Federal tax policy already heavily subsidizes families in the form of child deductions, child care tax credits, tuition tax credits, mortgage deductions.

States have their own tax credits, as well as state voucher programs (involving taxpayer transfer payments to families with children for private school.)

And Lee wants more?

#23 Comment By Erin On November 22, 2013 @ 9:51 am

This feels like a huge tax break for Utah – Utah leads the nation in households led by married couples (61% to 48% for the nation), average household size (3.1 to 2.58) and households with children (43% to 33%).

A lot of Utahns were pretty mad at Mike Lee about the shutdown since so much of Utah’s income comes from tne National Park system. This proposal is probably nothing more than a mea culpa from Lee and an attempt to move his politics closer to his home state’s values (which are much more communitarian than libertarian).

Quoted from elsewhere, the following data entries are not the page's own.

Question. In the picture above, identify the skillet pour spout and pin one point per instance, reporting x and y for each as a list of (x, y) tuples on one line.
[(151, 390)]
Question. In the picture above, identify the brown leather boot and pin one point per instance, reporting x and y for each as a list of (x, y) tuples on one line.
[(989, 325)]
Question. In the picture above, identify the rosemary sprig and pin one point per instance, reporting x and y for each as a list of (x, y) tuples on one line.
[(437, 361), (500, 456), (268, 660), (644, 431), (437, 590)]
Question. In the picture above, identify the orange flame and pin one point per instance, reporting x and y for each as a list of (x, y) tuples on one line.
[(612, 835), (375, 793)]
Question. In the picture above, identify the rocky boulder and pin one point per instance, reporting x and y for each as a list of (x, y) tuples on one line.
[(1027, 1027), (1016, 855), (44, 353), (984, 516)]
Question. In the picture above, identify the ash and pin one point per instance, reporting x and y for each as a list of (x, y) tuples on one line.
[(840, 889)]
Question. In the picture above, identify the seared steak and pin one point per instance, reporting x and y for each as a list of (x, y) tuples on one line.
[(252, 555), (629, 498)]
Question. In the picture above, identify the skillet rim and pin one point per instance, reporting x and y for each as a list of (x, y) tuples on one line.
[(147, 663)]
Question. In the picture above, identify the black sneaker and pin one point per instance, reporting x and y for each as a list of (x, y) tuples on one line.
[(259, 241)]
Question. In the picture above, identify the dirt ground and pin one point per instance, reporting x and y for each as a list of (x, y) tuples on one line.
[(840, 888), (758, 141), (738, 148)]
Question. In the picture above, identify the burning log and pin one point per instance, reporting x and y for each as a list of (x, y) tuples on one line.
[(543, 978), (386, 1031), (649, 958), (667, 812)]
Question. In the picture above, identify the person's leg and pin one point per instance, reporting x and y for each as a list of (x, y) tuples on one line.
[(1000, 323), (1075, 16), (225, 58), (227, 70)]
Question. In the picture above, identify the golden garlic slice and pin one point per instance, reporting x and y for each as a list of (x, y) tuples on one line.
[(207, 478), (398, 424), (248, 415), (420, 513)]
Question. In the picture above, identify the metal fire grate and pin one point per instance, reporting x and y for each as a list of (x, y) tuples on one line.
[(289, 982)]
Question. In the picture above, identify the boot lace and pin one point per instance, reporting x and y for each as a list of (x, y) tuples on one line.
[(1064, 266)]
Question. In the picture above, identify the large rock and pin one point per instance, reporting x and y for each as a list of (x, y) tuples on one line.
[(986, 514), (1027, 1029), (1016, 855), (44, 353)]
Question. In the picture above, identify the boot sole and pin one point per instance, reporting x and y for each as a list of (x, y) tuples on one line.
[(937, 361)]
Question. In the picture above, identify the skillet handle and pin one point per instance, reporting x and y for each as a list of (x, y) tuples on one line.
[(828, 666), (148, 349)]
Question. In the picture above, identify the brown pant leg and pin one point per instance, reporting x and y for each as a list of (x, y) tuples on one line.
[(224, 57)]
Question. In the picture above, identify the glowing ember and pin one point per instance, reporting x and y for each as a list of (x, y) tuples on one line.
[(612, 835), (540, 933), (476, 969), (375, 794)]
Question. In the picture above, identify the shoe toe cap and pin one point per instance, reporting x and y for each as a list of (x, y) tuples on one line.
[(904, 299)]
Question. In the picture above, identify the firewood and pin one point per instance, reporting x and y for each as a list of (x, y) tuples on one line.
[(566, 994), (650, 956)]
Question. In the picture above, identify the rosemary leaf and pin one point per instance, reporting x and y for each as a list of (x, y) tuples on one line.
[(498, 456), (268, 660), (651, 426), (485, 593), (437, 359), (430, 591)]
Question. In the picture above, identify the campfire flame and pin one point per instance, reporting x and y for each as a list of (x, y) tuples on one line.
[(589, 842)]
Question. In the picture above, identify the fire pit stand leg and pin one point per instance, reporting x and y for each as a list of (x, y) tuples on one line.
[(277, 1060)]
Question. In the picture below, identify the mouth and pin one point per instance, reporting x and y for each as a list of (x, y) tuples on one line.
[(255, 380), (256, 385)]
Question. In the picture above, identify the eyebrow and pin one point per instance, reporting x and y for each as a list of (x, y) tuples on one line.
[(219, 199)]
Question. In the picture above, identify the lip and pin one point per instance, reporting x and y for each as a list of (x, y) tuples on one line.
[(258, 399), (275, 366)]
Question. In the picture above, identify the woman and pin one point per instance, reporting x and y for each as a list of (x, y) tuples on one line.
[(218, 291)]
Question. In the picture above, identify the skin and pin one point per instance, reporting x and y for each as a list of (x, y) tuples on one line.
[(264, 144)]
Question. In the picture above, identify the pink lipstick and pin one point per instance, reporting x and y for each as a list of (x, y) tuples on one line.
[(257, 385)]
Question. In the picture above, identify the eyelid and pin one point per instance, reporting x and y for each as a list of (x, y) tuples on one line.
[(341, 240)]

#24 Comment By HeidiC. On December 1, 2013 @ 6:02 am

I would not be so eager to claim today’s society as a standard, just because is 2013, instead of 1930 (how far back do I go?) Ethics and values have ERODED over time. Going back to conservative ROOTS sound good to me, and many, many others! That would include a return to the family unit’s beauty and importance!

#25 Comment By cruella e-vil On December 17, 2013 @ 4:37 pm

Can the Tea Party or any other party put families first? Not with the number of homeless and hungry children (and their parents) out there.